PCP Runlife Increased
In this operation the wells were produced using PCPs, the PCPs were failing on a regular basis, typically in less than 90 days and nobody knew why.
The wells were drilled from pads and typically there were 8 – 15 wells on a single pad. The co-mingled production from all of the wells on the pad was pumped to the main processing station using a multiphase pump.
The multiphase pumps proved to be problematic and a pump failure would result in the backpressure on the wells increasing the tubing head pressure (THP). The PCPs in the wells would then have to pump against this much higher back pressure. The flowline from the casing was tied into the production flowline in order to allow gas to flow up the annulus rather than pump it through the pump. When the THP increased due to the multiphase pump shutdowns the gas from the casing flowline would not be able to enter the production flowline until the casing head pressure (CHP) had increased sufficiently to match the flowline pressure.
Analysis of the operating data showed that when the CHP increased to match the flow line pressure the fluid level in the well was being pushed down until a pump off situation was created, resulting in high gas volumes in the pump, insufficient cooling and damage to the elastomer.
Simultaneously the increased operating pressures were resulting in the PCPs being subjected to a pressure in excess of maximum recommended operating pressure.

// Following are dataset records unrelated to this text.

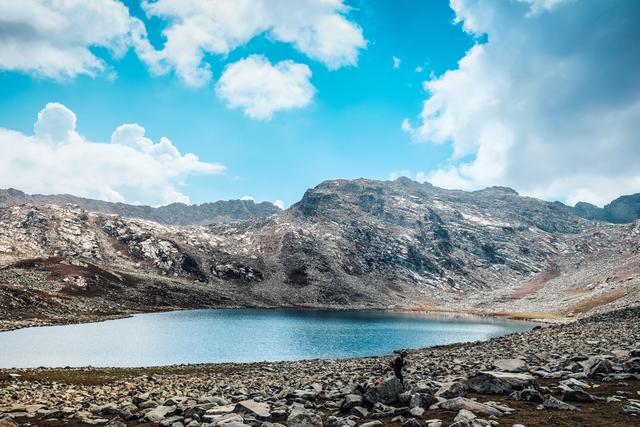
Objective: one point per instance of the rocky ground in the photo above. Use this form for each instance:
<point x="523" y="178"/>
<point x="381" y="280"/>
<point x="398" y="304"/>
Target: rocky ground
<point x="583" y="373"/>
<point x="347" y="243"/>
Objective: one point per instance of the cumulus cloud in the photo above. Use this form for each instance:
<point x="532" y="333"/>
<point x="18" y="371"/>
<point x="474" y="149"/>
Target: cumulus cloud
<point x="260" y="88"/>
<point x="317" y="28"/>
<point x="130" y="168"/>
<point x="54" y="38"/>
<point x="548" y="104"/>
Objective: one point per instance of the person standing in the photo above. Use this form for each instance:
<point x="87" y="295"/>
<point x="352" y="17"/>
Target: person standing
<point x="397" y="365"/>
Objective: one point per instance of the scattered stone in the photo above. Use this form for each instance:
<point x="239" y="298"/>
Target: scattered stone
<point x="259" y="410"/>
<point x="464" y="415"/>
<point x="422" y="400"/>
<point x="351" y="400"/>
<point x="451" y="389"/>
<point x="577" y="396"/>
<point x="302" y="417"/>
<point x="596" y="365"/>
<point x="510" y="365"/>
<point x="551" y="402"/>
<point x="156" y="415"/>
<point x="386" y="392"/>
<point x="527" y="395"/>
<point x="458" y="403"/>
<point x="494" y="382"/>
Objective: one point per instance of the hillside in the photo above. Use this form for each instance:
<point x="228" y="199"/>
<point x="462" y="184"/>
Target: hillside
<point x="175" y="213"/>
<point x="358" y="243"/>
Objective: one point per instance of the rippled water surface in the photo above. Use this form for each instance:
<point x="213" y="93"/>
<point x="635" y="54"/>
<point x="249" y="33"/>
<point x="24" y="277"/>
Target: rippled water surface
<point x="239" y="335"/>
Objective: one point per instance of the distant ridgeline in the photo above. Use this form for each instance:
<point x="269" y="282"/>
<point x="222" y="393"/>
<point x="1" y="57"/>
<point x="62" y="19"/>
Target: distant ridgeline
<point x="173" y="214"/>
<point x="624" y="209"/>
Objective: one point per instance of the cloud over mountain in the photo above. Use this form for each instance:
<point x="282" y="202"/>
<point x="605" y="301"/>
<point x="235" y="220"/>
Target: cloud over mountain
<point x="54" y="38"/>
<point x="552" y="113"/>
<point x="131" y="168"/>
<point x="261" y="89"/>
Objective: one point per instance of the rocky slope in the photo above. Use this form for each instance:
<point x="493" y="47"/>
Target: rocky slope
<point x="622" y="210"/>
<point x="175" y="213"/>
<point x="345" y="244"/>
<point x="585" y="373"/>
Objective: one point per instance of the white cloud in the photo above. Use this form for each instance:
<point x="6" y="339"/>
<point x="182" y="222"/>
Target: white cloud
<point x="131" y="168"/>
<point x="397" y="174"/>
<point x="261" y="89"/>
<point x="553" y="113"/>
<point x="53" y="38"/>
<point x="317" y="28"/>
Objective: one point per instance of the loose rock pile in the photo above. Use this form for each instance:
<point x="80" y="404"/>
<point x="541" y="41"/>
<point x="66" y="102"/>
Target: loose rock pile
<point x="558" y="369"/>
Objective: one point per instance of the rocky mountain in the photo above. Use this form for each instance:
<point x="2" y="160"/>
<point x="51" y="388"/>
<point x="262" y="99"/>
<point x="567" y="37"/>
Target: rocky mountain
<point x="347" y="243"/>
<point x="622" y="210"/>
<point x="175" y="213"/>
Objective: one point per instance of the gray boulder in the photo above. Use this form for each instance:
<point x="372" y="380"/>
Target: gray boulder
<point x="157" y="414"/>
<point x="596" y="365"/>
<point x="387" y="392"/>
<point x="632" y="365"/>
<point x="422" y="400"/>
<point x="526" y="395"/>
<point x="351" y="400"/>
<point x="577" y="396"/>
<point x="464" y="415"/>
<point x="510" y="365"/>
<point x="259" y="410"/>
<point x="451" y="389"/>
<point x="551" y="402"/>
<point x="495" y="382"/>
<point x="458" y="403"/>
<point x="301" y="417"/>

The high pressures across the pump and pump off conditions were causing the elastomers in the pump to harden resulting in failure of the PCP a few days after a multiphase pump failure.
The operator was advised to protect the PCPs from pump off using a high CHP alarm and trip, to use PCPs with a higher pressure rating and to use a high THP alarm.
Result: PCP failures prevented and runlife improved to in excess of 2 years.
Production on Gaslift Well Increased by 500 BOPD
A gaslift well was analysed using a well test in conjunction with a flowing gradient survey. The analysis showed that injection at the orifice was not possible with the reported gaslift injection pressure.
By increasing the injection pressure to 650 psi, injection at the orifice was achieved and the production increased from 850 bfpd to 1350 bfpd.
Result: Increased production by 500 bpd.